The girls started towards the house, their heads hanging. "With the boys," Linda insisted, and Candace and Stacy turned back to pick up Phineas and Ferb, respectively.

And it was at that moment, in Candace's arms, when Phineas finally uttered his first real word. "Busted!" He insisted, "You're busted."


Vanessa sat upright on the couch at the sound of the start of a familiar commercial. "Daddy, Daddy, I want that!" She said, pointing to the Mary McGuffin doll on the television screen, "I want - Daddy?"

The little girl peeked over the edge of the couch, facing the empty room. An idea struck her, and she skipped towards the completed Personality-Correct-Inator, which had been faced off of the balcony for the moment. "Wow, this looks funny," she marveled, "I want a turn!"

Vanessa brought a stool up to the machine, climbed onto it, and started to fiddle with its controls. "It's not evil, what's the worst that could happen?" She reasoned. She put her eye up to the aiming mechanism, observing, "It looks like a telescope! Cool!"

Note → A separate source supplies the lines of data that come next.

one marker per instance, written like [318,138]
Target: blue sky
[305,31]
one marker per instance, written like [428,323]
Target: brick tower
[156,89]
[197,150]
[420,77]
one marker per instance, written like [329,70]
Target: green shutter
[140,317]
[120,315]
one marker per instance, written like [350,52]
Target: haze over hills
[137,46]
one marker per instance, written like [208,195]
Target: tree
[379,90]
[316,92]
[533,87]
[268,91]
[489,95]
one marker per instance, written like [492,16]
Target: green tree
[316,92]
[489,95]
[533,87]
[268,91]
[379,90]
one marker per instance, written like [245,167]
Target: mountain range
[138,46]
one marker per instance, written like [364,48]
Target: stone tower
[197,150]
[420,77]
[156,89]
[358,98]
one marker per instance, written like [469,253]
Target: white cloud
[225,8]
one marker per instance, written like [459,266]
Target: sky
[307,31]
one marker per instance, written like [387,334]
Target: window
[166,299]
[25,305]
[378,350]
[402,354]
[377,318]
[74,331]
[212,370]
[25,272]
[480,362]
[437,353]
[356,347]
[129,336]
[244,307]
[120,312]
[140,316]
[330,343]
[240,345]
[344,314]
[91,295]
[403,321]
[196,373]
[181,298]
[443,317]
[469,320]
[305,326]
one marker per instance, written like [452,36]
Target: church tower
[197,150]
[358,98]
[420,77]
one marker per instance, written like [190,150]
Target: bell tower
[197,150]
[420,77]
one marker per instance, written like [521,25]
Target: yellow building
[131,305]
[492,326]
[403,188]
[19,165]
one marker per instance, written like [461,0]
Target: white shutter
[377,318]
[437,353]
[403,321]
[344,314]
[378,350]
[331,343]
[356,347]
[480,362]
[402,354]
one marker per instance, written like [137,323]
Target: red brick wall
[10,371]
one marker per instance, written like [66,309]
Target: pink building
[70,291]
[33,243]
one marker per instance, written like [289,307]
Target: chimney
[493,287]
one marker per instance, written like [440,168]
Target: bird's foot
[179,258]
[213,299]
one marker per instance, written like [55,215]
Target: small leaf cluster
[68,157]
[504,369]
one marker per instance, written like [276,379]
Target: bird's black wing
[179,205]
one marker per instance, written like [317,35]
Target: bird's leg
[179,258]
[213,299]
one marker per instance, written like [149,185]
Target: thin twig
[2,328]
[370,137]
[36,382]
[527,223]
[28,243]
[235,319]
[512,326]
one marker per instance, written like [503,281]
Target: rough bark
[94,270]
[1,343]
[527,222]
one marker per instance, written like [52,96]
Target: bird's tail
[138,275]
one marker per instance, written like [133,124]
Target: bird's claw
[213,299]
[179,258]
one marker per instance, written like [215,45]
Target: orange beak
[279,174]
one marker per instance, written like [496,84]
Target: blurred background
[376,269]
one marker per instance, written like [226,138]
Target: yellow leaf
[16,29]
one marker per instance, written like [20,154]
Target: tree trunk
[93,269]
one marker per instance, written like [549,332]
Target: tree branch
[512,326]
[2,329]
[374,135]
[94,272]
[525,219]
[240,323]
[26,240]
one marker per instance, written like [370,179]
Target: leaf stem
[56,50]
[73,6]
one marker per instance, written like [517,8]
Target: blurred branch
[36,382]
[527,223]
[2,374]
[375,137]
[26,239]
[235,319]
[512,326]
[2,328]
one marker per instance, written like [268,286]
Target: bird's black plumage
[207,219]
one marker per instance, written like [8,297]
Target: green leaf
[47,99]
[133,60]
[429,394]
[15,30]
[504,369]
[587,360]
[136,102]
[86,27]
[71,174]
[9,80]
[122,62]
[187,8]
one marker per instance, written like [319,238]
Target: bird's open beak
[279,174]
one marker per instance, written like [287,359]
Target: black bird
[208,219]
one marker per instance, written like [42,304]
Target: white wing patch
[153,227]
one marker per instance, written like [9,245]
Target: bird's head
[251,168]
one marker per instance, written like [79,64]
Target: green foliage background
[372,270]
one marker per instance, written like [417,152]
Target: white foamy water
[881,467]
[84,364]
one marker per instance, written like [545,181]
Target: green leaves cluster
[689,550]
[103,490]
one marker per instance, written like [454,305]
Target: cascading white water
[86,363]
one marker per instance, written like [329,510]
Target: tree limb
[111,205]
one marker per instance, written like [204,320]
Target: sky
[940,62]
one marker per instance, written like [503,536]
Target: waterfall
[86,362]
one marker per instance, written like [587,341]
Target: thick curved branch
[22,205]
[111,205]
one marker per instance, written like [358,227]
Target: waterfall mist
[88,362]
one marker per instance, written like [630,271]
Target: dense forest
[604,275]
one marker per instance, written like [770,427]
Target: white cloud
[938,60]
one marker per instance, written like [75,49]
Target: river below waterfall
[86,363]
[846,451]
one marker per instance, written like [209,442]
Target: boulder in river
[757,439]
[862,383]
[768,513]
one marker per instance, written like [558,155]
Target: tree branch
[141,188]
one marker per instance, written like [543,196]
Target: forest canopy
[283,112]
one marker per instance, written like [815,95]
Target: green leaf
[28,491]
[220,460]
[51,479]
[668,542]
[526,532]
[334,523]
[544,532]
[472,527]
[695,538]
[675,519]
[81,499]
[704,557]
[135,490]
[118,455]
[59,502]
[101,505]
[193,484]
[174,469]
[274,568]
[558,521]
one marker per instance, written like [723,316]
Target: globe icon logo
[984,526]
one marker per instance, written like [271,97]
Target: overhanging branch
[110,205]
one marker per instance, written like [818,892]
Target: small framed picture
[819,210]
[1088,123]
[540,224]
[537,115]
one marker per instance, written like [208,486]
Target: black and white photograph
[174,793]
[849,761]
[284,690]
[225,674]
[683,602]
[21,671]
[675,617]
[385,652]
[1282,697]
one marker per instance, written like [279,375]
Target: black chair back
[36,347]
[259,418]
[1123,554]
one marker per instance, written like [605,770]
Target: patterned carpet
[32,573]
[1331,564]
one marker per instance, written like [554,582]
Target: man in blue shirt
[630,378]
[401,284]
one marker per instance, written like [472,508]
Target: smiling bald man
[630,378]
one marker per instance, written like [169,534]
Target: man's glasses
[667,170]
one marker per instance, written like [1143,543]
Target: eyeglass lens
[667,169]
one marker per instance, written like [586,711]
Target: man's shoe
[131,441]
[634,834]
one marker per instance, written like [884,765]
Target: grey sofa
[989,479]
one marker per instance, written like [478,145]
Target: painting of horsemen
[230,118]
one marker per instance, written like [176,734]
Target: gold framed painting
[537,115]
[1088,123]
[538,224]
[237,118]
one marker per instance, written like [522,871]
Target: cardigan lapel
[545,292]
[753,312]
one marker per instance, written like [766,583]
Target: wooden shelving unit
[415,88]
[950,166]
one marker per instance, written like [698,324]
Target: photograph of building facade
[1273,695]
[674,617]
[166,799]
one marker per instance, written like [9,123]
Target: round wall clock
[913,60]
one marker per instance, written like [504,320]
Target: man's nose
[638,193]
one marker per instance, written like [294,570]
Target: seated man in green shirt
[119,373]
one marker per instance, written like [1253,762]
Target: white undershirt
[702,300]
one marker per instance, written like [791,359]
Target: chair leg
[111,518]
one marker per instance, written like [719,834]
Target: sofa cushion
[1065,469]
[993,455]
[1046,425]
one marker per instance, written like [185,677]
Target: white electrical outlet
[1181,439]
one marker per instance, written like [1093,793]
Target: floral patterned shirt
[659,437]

Once the viewing area came into focus, Vanessa saw two people whom she sometimes hung out with when their mothers got together or when they had invited her to what they called a 'Big Idea.' She thought these two were as good of a target as any. "Alright," she started, aiming for Candace, "Have some personality-correctination! You, too, quiet girl!" She laughed, and fired at the two friends.


Candace, holding Phineas, and Stacy, holding Ferb, stopped right in their tracks. They had just felt like something important had just happened, and were wondering what it was.

"I feel different," Candace admitted, "Do you feel different?"

"Maybe it's just the weather," Stacy guessed. "But suddenly, I want to do something relaxing, like go shopping."

"Shopping?" Candace asked, "Why would you want to go shopping when there are little bwothers to bust?"

The two stood in silence for a few seconds, holding the boy with whom they had swapped personalities. "Somehow, this feels correct," Stacy said.

"Yes," Candace agreed after a moment's hesitation. "Yes, it does."


"I wonder what this button does!" Vanessa said, gesturing to a red, circular key with a long word on it. "It's not evil, so what's the worst that could happen?"

Curiosity getting to the six-year-old, Vanessa pressed her finger to the button and waited with a hopeful smile to see what would happen. Two seconds later, the entire machine, along with the stool Vanessa was sitting on, popped out of existence. "Woah," she cried, "I wanna do that again!"

Before she could move, the door behind her opened and her parents walked in. Her father was clearly nervous, and Charlene did not look impressed. "So, to make you feel better, I made you this," Heinz explained, gesturing towards the area previously inhabited by the Personality-Correct-Inator.

Vanessa turned and waved innocently to her parents, and Charlene sighed. "I know we have a daughter, Heinz," she started, "Now, can I get back to my potpourri? Linda and I are having a competition."

After Charlene left, Heinz bowed his head in defeat. "The -Inator disappeared again?" He pouted, "This is why I'll never get a nemesis."